One dataset found suspected images, comprising approximately 0% of examples. Out of a bajillion. And immediately called the cops. But the headline acts like "scientific proof all AIs are fed these images!!!" Which has been the fantasy peddled by people who know less than nothing about this technology, and god fucking dammit, we're gonna be explaining this forever.

An AI does not need pictures of Shrek riding a unicycle, to combine the concept of "Shrek" and "unicycle." Satisfying multiple arbitrary labels is kinda the whole point. The fact it can combine "child" and "porn" is never going to stop being a thing, unless you completely scrub all examples of both those unrelated concepts.

And even that might not work.

[–] [email protected] 5 points 2 years ago

This is the best summary I could come up with:

Hidden inside the foundation of popular artificial intelligence image-generators are thousands of images of child sexual abuse, according to a new report that urges companies to take action to address a harmful flaw in the technology they built.

Those same images have made it easier for AI systems to produce realistic and explicit imagery of fake children as well as transform social media photos of fully clothed real teens into nudes, much to the alarm of schools and law enforcement around the world.

Until recently, anti-abuse researchers thought the only way that some unchecked AI tools produced abusive imagery of children was by essentially combining what they've learned from two separate buckets of online images — adult pornography and benign photos of kids.

It’s not an easy problem to fix, and traces back to many generative AI projects being “effectively rushed to market” and made widely accessible because the field is so competitive, said Stanford Internet Observatory's chief technologist David Thiel, who authored the report.

LAION was the brainchild of a German researcher and teacher, Christoph Schuhmann, who told the AP earlier this year that part of the reason to make such a huge visual database publicly accessible was to ensure that the future of AI development isn't controlled by a handful of powerful companies.

Google built its text-to-image Imagen model based on a LAION dataset but decided against making it public in 2022 after an audit of the database “uncovered a wide range of inappropriate content including pornographic imagery, racist slurs, and harmful social stereotypes.”

The original article contains 1,221 words, the summary contains 256 words.
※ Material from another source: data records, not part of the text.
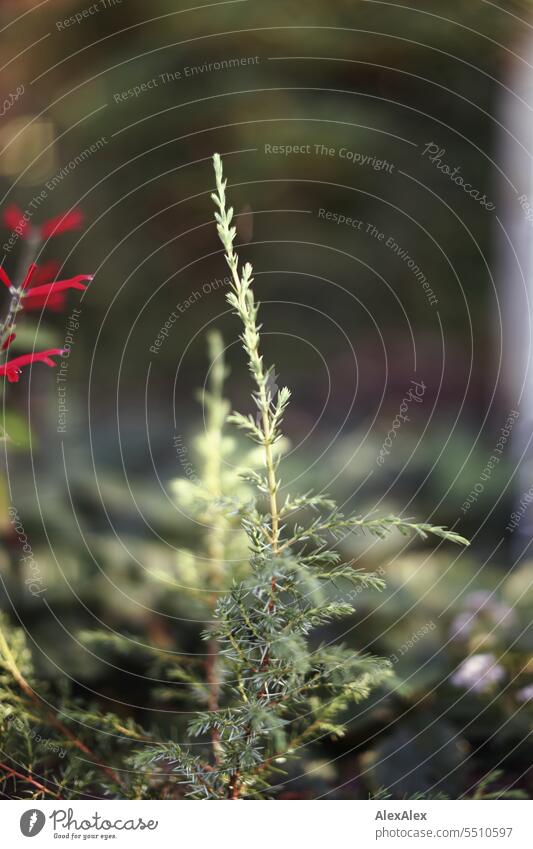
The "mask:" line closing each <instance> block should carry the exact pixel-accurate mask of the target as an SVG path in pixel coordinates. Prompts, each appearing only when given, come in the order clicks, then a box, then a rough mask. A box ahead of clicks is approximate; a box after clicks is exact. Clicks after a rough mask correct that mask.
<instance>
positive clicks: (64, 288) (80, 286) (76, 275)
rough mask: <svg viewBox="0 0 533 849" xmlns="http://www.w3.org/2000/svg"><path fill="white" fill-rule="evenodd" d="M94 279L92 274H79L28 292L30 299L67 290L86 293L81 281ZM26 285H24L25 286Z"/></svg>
mask: <svg viewBox="0 0 533 849" xmlns="http://www.w3.org/2000/svg"><path fill="white" fill-rule="evenodd" d="M92 279H93V276H92V274H77V275H76V277H70V278H69V279H68V280H56V281H55V282H54V283H46V285H45V286H32V287H31V289H30V291H29V292H28V296H29V297H37V296H40V295H42V296H44V297H46V296H47V295H55V294H57V293H58V292H64V291H65V289H80V290H81V291H82V292H83V291H85V289H86V288H87V286H85V285H84V284H83V283H82V282H81V281H82V280H88V281H89V282H90V281H91V280H92ZM23 285H24V284H23Z"/></svg>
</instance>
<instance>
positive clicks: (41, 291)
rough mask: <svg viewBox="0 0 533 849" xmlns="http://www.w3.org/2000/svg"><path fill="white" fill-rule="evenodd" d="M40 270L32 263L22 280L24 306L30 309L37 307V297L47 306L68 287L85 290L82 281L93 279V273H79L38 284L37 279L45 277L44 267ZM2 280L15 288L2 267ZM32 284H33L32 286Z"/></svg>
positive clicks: (23, 301)
mask: <svg viewBox="0 0 533 849" xmlns="http://www.w3.org/2000/svg"><path fill="white" fill-rule="evenodd" d="M40 271H41V273H40ZM40 271H39V269H38V267H37V266H36V265H30V267H29V269H28V272H27V274H26V277H25V278H24V280H23V282H22V285H21V287H20V289H21V292H22V298H23V306H24V308H27V305H28V307H29V309H37V306H36V299H37V303H38V302H40V304H41V306H46V307H47V306H48V305H49V300H50V299H54V298H56V296H57V295H60V294H61V293H63V292H65V291H66V290H67V289H79V290H80V291H82V292H83V291H85V289H86V288H87V286H85V284H84V283H83V282H82V281H83V280H87V281H89V282H90V281H91V280H92V279H93V277H92V274H77V275H76V277H69V278H68V280H55V281H53V282H51V283H45V284H43V285H40V286H36V285H35V282H36V281H37V279H38V278H40V279H41V280H42V279H43V276H42V269H41V270H40ZM0 282H2V283H3V284H4V286H6V287H7V288H8V289H9V290H10V291H11V289H12V288H13V284H12V282H11V280H10V279H9V277H8V275H7V274H6V272H5V271H4V269H3V268H1V267H0ZM30 284H32V285H31V286H30ZM56 303H57V302H56Z"/></svg>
Saved 79%. I'm a bot and I'm open source!

[–] [email protected] 2 points 2 years ago

That is bound to happen if what has been used is images from the open web. What's the news

[–] [email protected] -1 points 2 years ago

AWW HELL NAH

[–] [email protected] -2 points 2 years ago

These kinds of things are inevitable unfortunately. AI is just a tool and it just really depends on how it's used. Just like a gun. I think the biggest issue here is that AI was adopted so quickly. It's been used by tons of companies that actually don't understand what it is and does so it's the wild west right now without any regulations. I'm not entirely sure what kind of regulations you can even put on AI if any.